Safety Considerations
Please refer to the package insert for safety information.
No safety data (warnings, contraindications, or drug-drug interactions) were retrievable for this Evidence Pack. Formal package insert review is a prerequisite before clinical application.
Conclusion and Next Steps
Decision: Proceed with Guardrails
Rationale: ISDN's use in vascular disease is supported by multiple completed Phase 2/3 trials and a substantial published evidence base, consistent with its well-established mechanism of NO-mediated vasodilation. The LACI-2 trial (Phase 2/3, n=363, Completed) directly validates nitrate therapy in cerebrovascular small vessel disease, and the large IMPACT trial (Phase 3, n=3,156) is planned to confirm these findings — placing this prediction at Evidence Level L1 and justifying cautious forward movement.
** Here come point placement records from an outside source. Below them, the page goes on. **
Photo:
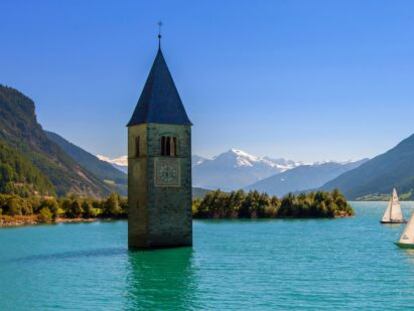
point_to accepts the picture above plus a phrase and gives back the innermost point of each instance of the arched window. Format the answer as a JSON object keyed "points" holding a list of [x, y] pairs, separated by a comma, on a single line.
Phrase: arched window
{"points": [[137, 147], [168, 146]]}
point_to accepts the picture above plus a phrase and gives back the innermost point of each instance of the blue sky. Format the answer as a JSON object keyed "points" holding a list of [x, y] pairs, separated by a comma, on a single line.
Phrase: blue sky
{"points": [[305, 80]]}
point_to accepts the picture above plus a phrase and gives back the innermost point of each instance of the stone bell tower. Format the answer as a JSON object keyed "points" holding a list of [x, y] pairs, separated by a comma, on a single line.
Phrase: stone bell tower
{"points": [[159, 165]]}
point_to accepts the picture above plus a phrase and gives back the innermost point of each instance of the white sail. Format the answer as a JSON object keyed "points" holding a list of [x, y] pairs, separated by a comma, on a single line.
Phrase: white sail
{"points": [[407, 237], [393, 213]]}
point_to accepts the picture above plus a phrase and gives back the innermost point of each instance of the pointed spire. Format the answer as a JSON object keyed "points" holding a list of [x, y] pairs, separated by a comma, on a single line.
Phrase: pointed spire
{"points": [[159, 101], [159, 34]]}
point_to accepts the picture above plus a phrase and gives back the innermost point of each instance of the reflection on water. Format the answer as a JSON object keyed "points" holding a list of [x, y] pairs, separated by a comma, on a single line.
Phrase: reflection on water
{"points": [[73, 255], [160, 278]]}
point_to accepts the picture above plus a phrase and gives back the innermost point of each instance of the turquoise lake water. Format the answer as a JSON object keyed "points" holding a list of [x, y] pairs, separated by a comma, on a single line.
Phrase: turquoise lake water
{"points": [[339, 264]]}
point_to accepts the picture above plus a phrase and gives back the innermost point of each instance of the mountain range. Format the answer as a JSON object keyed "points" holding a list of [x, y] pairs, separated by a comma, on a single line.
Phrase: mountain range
{"points": [[21, 133], [33, 160], [237, 169]]}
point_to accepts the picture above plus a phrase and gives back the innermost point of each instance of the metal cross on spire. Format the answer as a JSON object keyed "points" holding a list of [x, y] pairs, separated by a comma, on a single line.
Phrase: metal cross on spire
{"points": [[159, 33]]}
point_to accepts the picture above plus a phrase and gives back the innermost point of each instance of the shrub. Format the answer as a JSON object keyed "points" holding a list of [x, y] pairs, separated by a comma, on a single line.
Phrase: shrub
{"points": [[45, 215]]}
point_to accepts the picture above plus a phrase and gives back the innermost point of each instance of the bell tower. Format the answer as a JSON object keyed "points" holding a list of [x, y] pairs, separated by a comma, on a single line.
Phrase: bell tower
{"points": [[159, 165]]}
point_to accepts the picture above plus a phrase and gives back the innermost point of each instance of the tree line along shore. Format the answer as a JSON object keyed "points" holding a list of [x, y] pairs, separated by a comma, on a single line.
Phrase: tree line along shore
{"points": [[17, 210]]}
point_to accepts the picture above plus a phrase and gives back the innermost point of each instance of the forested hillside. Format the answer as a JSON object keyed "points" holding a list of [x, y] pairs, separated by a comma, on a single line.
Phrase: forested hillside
{"points": [[21, 131], [394, 168]]}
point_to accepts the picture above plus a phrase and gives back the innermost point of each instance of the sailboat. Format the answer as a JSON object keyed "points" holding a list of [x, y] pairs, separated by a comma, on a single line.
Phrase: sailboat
{"points": [[407, 237], [393, 213]]}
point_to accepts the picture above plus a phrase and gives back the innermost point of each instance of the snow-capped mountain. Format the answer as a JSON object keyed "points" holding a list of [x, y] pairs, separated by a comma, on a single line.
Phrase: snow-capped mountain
{"points": [[121, 163], [236, 169], [304, 177]]}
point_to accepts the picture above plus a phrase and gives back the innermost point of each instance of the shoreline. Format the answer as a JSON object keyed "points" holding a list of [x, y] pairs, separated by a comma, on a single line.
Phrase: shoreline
{"points": [[21, 221]]}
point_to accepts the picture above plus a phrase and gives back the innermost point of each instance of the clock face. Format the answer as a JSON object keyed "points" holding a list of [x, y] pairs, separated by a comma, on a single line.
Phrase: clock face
{"points": [[167, 172]]}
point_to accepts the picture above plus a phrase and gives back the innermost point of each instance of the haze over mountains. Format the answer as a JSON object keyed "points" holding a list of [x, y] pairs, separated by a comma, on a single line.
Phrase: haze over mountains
{"points": [[36, 161], [23, 135], [394, 168], [304, 177]]}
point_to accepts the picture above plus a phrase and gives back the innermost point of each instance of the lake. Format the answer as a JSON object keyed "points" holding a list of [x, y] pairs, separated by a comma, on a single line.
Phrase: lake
{"points": [[337, 264]]}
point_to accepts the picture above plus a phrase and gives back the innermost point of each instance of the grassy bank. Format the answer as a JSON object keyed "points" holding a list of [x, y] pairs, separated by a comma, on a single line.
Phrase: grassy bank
{"points": [[17, 211]]}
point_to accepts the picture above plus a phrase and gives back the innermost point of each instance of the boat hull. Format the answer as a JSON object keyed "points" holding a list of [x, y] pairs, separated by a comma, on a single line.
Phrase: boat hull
{"points": [[404, 245]]}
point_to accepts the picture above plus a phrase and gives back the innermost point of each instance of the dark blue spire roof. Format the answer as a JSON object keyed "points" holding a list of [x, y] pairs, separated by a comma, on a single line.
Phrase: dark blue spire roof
{"points": [[159, 101]]}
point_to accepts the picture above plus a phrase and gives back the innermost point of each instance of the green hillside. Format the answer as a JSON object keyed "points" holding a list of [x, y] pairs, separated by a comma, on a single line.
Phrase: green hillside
{"points": [[19, 176], [101, 169], [21, 131], [377, 177]]}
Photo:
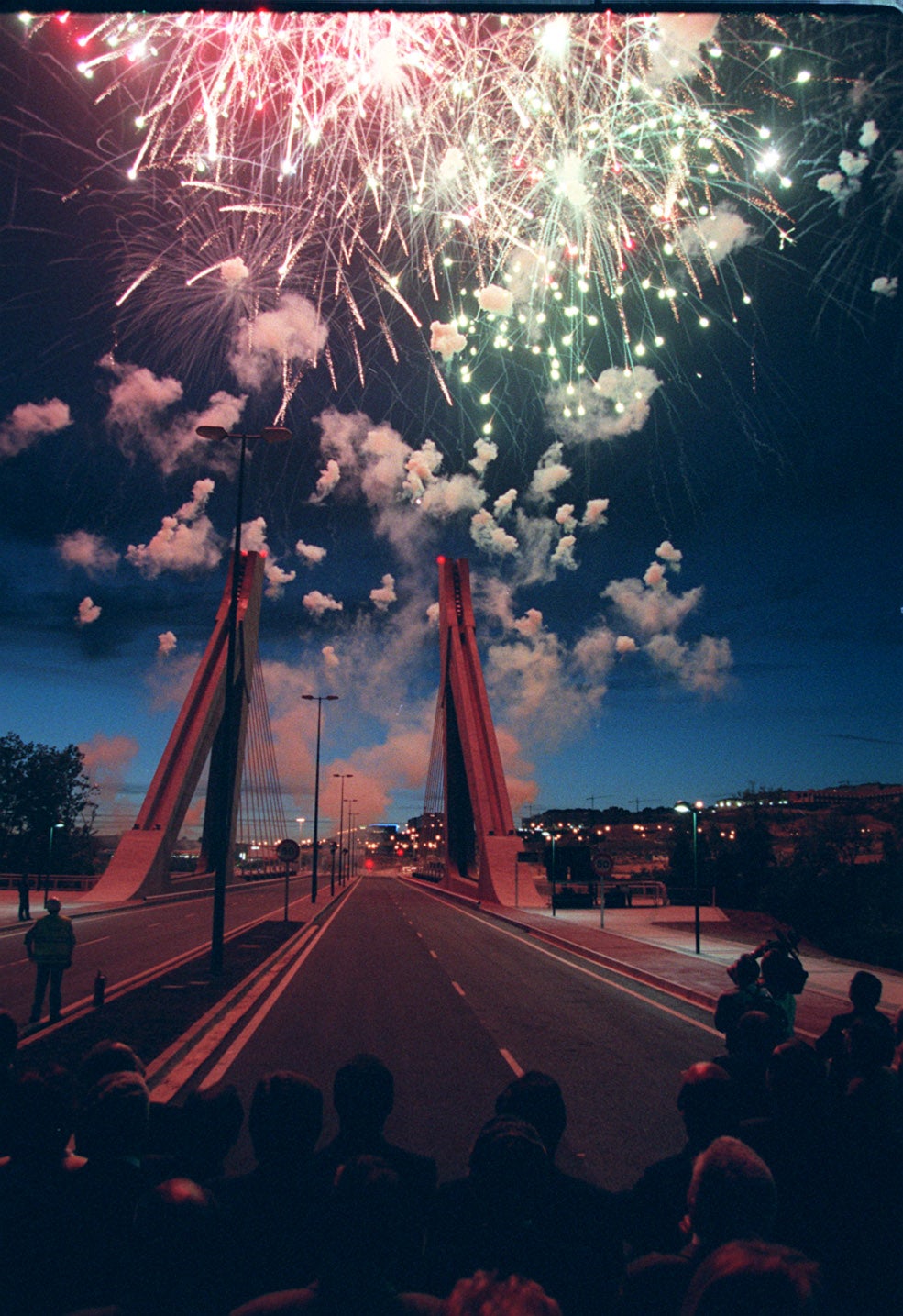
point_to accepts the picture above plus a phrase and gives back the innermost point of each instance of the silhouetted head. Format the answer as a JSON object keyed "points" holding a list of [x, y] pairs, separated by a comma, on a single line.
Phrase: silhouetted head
{"points": [[707, 1103], [286, 1118], [510, 1167], [112, 1118], [8, 1038], [536, 1098], [487, 1295], [752, 1278], [754, 1037], [107, 1057], [865, 990], [731, 1194], [364, 1095]]}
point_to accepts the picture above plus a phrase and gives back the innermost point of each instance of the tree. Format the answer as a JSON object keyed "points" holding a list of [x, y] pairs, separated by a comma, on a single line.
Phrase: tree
{"points": [[42, 790]]}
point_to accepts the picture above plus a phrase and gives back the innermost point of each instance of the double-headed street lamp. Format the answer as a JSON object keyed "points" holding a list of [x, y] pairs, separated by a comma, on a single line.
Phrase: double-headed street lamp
{"points": [[316, 799], [224, 807], [343, 777], [683, 807]]}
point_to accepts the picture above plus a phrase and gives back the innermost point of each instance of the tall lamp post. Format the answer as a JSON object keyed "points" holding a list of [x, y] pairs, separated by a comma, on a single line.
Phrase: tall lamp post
{"points": [[683, 807], [341, 819], [316, 798], [226, 805]]}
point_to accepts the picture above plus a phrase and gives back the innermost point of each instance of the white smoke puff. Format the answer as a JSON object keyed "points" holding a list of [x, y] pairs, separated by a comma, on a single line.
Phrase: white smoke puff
{"points": [[253, 540], [498, 300], [853, 162], [674, 50], [702, 668], [655, 577], [549, 475], [310, 553], [235, 270], [422, 468], [667, 553], [386, 456], [504, 503], [200, 493], [384, 595], [618, 403], [319, 603], [595, 512], [531, 624], [716, 236], [139, 396], [88, 551], [485, 453], [449, 496], [446, 339], [29, 421], [450, 165], [292, 333], [832, 183], [489, 535], [88, 612], [885, 286], [652, 610], [184, 542], [328, 481], [869, 135], [564, 554]]}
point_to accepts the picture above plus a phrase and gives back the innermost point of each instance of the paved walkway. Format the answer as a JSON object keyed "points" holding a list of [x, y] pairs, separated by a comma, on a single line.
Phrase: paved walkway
{"points": [[655, 946]]}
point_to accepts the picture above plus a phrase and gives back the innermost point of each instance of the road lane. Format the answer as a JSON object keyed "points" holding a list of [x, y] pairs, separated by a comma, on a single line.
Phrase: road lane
{"points": [[455, 1006]]}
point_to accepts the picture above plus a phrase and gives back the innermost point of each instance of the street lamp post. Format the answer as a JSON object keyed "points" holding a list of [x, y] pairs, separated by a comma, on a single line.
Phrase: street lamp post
{"points": [[226, 805], [341, 819], [316, 798], [683, 807]]}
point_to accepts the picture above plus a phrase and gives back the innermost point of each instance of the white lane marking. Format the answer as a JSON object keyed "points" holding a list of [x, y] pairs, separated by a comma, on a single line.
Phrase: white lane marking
{"points": [[207, 1045], [510, 1059], [589, 973]]}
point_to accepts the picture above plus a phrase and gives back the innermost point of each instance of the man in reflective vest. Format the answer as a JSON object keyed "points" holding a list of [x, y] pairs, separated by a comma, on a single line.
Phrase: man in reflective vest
{"points": [[49, 943]]}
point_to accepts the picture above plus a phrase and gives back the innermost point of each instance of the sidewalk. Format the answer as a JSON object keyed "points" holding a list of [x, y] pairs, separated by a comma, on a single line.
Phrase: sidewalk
{"points": [[655, 946]]}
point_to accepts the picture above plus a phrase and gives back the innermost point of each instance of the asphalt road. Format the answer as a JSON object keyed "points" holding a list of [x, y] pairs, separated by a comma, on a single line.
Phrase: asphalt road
{"points": [[126, 943], [456, 1003]]}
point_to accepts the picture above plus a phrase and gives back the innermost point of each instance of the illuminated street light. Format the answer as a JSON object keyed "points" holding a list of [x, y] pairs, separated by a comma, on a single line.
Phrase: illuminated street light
{"points": [[224, 857], [314, 857], [683, 807]]}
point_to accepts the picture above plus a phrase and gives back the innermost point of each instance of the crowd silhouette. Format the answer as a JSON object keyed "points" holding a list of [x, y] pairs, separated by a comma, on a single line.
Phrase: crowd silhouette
{"points": [[786, 1195]]}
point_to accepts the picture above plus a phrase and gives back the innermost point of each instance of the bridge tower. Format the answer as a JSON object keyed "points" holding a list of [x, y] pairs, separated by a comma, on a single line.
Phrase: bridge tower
{"points": [[478, 828], [141, 862]]}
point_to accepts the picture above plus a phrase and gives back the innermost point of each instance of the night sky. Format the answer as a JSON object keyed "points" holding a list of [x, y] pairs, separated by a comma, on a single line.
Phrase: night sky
{"points": [[733, 614]]}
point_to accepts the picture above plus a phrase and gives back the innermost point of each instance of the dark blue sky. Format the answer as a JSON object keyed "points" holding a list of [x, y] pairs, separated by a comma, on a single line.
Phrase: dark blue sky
{"points": [[767, 469]]}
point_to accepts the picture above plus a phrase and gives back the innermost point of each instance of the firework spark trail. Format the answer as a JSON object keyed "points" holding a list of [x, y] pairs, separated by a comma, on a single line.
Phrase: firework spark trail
{"points": [[564, 160]]}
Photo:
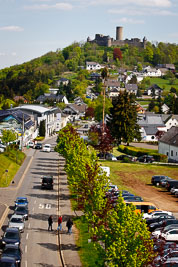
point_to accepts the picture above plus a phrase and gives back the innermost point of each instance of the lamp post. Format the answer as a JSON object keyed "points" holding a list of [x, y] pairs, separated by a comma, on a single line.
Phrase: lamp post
{"points": [[6, 171]]}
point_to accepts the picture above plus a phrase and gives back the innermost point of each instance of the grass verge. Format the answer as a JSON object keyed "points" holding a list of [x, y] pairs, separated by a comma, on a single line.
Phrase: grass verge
{"points": [[88, 255], [10, 162]]}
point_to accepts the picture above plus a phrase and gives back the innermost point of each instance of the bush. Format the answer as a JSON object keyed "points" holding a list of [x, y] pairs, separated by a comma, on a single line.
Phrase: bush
{"points": [[137, 152]]}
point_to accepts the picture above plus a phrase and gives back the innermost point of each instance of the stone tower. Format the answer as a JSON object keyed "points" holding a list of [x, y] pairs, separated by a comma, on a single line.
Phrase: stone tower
{"points": [[119, 33]]}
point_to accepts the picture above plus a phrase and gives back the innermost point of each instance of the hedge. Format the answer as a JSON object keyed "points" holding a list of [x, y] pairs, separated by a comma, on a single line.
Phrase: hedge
{"points": [[137, 152]]}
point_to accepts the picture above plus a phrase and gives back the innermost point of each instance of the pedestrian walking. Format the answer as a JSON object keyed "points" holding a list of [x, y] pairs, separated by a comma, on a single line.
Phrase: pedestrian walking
{"points": [[50, 223], [69, 226], [59, 223]]}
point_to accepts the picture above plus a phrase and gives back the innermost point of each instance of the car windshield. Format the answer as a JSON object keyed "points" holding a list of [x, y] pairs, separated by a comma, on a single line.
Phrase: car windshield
{"points": [[16, 220], [21, 209], [12, 251], [11, 235], [21, 201]]}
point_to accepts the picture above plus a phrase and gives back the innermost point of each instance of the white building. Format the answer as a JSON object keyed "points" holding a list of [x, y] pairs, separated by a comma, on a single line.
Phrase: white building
{"points": [[168, 144], [93, 66]]}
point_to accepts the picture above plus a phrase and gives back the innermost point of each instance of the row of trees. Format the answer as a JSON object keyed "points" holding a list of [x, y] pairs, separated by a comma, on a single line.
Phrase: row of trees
{"points": [[119, 234], [34, 77]]}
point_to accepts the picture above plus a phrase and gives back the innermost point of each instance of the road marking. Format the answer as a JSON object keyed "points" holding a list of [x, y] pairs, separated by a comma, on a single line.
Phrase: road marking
{"points": [[41, 206], [45, 206], [48, 206]]}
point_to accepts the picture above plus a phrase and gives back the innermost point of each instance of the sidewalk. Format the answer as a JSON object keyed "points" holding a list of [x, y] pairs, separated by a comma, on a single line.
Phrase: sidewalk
{"points": [[67, 242], [68, 247]]}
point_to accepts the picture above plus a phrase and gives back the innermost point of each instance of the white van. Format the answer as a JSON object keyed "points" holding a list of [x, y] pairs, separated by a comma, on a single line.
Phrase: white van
{"points": [[47, 148]]}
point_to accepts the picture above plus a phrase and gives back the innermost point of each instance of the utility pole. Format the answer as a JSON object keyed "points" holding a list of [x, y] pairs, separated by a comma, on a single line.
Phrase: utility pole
{"points": [[104, 75]]}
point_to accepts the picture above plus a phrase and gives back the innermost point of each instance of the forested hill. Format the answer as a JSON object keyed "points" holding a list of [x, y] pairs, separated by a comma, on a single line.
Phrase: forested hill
{"points": [[33, 78]]}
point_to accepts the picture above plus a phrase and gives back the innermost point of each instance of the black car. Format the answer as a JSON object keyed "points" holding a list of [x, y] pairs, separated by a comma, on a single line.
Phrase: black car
{"points": [[8, 262], [47, 182], [161, 218], [11, 236], [133, 199], [38, 146], [22, 211], [156, 179], [146, 159], [125, 158], [14, 252], [163, 223]]}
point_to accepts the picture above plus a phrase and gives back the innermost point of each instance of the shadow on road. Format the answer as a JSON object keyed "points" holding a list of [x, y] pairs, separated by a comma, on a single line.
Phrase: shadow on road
{"points": [[50, 246]]}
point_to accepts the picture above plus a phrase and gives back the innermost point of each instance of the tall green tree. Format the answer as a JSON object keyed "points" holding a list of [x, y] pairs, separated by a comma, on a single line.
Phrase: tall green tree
{"points": [[123, 122], [42, 129], [8, 136]]}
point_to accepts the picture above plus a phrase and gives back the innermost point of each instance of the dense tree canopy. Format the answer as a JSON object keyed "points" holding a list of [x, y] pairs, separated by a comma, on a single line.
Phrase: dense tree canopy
{"points": [[122, 120]]}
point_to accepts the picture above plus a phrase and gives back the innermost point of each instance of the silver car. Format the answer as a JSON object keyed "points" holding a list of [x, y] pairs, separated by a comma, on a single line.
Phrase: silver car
{"points": [[17, 221]]}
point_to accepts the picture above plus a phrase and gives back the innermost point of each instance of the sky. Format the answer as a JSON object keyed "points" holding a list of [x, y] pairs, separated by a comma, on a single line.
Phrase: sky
{"points": [[32, 28]]}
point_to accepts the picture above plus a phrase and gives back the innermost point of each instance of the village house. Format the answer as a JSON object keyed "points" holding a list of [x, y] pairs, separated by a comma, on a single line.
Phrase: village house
{"points": [[93, 66], [168, 144]]}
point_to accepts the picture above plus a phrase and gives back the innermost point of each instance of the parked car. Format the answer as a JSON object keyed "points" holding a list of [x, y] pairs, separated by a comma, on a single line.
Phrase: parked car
{"points": [[146, 159], [8, 262], [107, 155], [11, 236], [156, 179], [38, 146], [30, 144], [126, 157], [156, 214], [168, 221], [21, 201], [159, 231], [161, 218], [170, 262], [170, 235], [170, 184], [132, 199], [17, 221], [13, 251], [164, 181], [47, 148], [47, 182], [22, 211]]}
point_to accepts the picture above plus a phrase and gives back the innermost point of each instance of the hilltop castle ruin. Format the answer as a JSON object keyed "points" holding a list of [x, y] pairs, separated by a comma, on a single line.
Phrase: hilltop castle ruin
{"points": [[108, 41]]}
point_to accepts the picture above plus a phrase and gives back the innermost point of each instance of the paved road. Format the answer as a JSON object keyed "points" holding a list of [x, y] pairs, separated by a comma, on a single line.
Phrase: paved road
{"points": [[39, 246]]}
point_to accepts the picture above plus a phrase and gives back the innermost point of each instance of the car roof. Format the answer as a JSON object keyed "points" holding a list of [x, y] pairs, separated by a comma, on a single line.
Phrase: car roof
{"points": [[7, 259], [12, 229], [21, 198], [11, 246], [16, 216]]}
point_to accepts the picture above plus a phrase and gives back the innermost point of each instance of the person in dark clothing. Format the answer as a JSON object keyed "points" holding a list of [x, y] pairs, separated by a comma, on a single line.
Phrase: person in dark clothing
{"points": [[50, 223], [69, 226], [59, 223]]}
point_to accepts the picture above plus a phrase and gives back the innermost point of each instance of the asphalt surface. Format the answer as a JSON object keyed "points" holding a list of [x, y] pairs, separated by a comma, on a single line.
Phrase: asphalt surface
{"points": [[41, 247]]}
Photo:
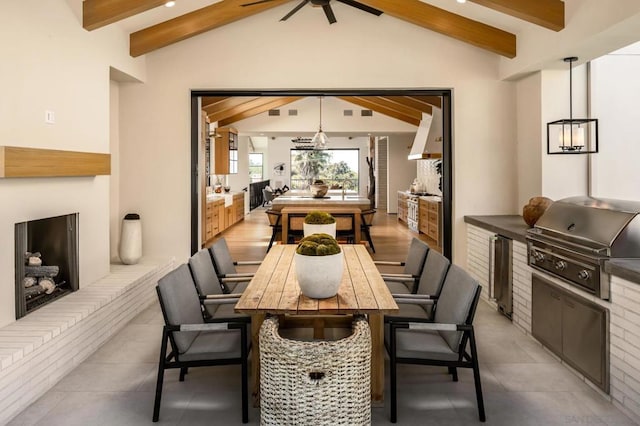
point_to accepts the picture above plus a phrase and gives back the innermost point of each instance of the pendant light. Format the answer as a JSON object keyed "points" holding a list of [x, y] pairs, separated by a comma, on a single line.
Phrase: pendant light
{"points": [[320, 139], [572, 135]]}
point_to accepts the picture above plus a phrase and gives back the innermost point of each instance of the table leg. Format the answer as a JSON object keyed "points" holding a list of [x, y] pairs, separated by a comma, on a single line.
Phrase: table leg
{"points": [[285, 228], [256, 323], [376, 323]]}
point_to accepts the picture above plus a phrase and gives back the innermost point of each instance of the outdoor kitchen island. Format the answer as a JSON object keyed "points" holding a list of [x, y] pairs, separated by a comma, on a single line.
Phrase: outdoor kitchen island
{"points": [[623, 304]]}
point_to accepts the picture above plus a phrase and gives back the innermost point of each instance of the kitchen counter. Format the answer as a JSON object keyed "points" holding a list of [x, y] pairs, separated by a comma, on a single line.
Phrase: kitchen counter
{"points": [[511, 226]]}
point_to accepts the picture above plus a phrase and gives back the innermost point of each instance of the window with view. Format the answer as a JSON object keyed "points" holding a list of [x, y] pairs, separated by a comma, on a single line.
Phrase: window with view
{"points": [[256, 170], [336, 167]]}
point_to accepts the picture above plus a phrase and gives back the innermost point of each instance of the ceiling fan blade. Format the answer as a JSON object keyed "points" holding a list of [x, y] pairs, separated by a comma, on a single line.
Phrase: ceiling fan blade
{"points": [[294, 10], [255, 2], [329, 12], [362, 7]]}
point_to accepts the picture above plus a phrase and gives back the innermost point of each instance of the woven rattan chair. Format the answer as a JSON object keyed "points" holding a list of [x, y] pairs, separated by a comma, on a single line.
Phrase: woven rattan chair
{"points": [[408, 279], [315, 382], [194, 342], [442, 341], [232, 281]]}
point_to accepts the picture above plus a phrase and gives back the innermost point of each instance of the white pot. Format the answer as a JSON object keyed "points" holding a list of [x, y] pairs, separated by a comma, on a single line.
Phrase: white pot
{"points": [[319, 277], [312, 228], [130, 250]]}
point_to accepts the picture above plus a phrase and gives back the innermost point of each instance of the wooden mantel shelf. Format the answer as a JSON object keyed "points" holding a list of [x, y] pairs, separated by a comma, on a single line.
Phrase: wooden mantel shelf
{"points": [[35, 162]]}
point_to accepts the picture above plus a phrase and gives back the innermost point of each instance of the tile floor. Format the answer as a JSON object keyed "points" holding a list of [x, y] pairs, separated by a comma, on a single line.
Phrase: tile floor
{"points": [[522, 383]]}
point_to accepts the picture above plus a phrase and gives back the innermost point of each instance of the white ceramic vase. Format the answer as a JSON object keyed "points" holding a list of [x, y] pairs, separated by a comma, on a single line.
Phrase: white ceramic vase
{"points": [[130, 249], [319, 277], [314, 228]]}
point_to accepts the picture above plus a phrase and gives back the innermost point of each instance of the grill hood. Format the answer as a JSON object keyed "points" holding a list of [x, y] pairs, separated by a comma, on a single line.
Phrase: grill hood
{"points": [[594, 222]]}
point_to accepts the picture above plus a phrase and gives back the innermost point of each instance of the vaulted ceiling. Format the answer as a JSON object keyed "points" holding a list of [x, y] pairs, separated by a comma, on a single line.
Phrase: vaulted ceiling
{"points": [[165, 29]]}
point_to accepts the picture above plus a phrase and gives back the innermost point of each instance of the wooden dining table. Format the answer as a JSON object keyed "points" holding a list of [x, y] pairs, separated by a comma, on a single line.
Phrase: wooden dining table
{"points": [[351, 213], [274, 289]]}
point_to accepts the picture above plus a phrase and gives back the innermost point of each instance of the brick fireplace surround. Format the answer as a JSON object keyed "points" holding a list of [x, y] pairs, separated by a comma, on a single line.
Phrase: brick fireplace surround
{"points": [[38, 350]]}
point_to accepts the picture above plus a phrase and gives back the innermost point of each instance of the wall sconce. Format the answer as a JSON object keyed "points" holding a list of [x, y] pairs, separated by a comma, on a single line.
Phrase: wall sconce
{"points": [[572, 135]]}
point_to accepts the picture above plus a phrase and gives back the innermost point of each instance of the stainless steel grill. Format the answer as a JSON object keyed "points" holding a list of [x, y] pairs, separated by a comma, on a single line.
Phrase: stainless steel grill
{"points": [[575, 236]]}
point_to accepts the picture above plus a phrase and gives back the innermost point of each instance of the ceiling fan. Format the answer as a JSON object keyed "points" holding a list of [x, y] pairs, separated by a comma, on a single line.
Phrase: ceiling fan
{"points": [[326, 7]]}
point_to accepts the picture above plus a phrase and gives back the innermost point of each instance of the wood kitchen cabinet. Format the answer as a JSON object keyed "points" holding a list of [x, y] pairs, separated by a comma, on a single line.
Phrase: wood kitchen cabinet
{"points": [[402, 206], [226, 151], [429, 219]]}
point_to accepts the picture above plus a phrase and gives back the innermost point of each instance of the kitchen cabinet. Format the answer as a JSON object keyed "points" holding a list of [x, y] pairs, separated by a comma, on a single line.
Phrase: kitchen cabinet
{"points": [[429, 219], [402, 206], [573, 327], [212, 219], [226, 151]]}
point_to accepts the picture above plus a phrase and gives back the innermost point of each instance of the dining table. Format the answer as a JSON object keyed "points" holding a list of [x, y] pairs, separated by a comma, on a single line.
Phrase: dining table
{"points": [[274, 290]]}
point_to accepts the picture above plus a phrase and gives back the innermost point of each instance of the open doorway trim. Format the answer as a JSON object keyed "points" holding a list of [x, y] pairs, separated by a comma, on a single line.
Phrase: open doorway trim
{"points": [[447, 145]]}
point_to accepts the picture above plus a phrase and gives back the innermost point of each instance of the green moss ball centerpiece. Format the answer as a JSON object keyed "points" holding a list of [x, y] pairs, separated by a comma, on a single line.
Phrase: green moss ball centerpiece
{"points": [[319, 264], [319, 222]]}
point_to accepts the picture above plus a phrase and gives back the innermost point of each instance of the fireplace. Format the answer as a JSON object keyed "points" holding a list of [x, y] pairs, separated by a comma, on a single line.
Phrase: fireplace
{"points": [[46, 261]]}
To proceed, the following is needed:
- Safety review: Retrieve and analyze the full package insert (including TFDA/HSA-approved warnings, contraindications, and precautions) — currently a blocking data gap
- Drug-drug interaction assessment: No DDI data are currently available; formal review required prior to any combination therapy evaluation
- Regulatory pathway assessment: Evaluate HSA regulatory requirements for new indication registration in Singapore, given current non-marketed status
- Indication scoping: Define specific vascular disease subtypes for prioritization (e.g., cerebral small vessel disease, peripheral vascular disease, diabetic vascular complications), as the current "vascular disease" node is broad
- Nitrate tolerance protocol: Establish a chronic dosing and monitoring protocol to manage known nitrate tolerance and oxidative stress risk with long-term administration
- Pharmacokinetic confirmation: Confirm preferred route of administration (oral, sublingual, IV, or topical) for each target indication sub-type
Disclaimer
This content is for research purposes only and does not constitute medical advice. Clinical validation is required before any clinical application.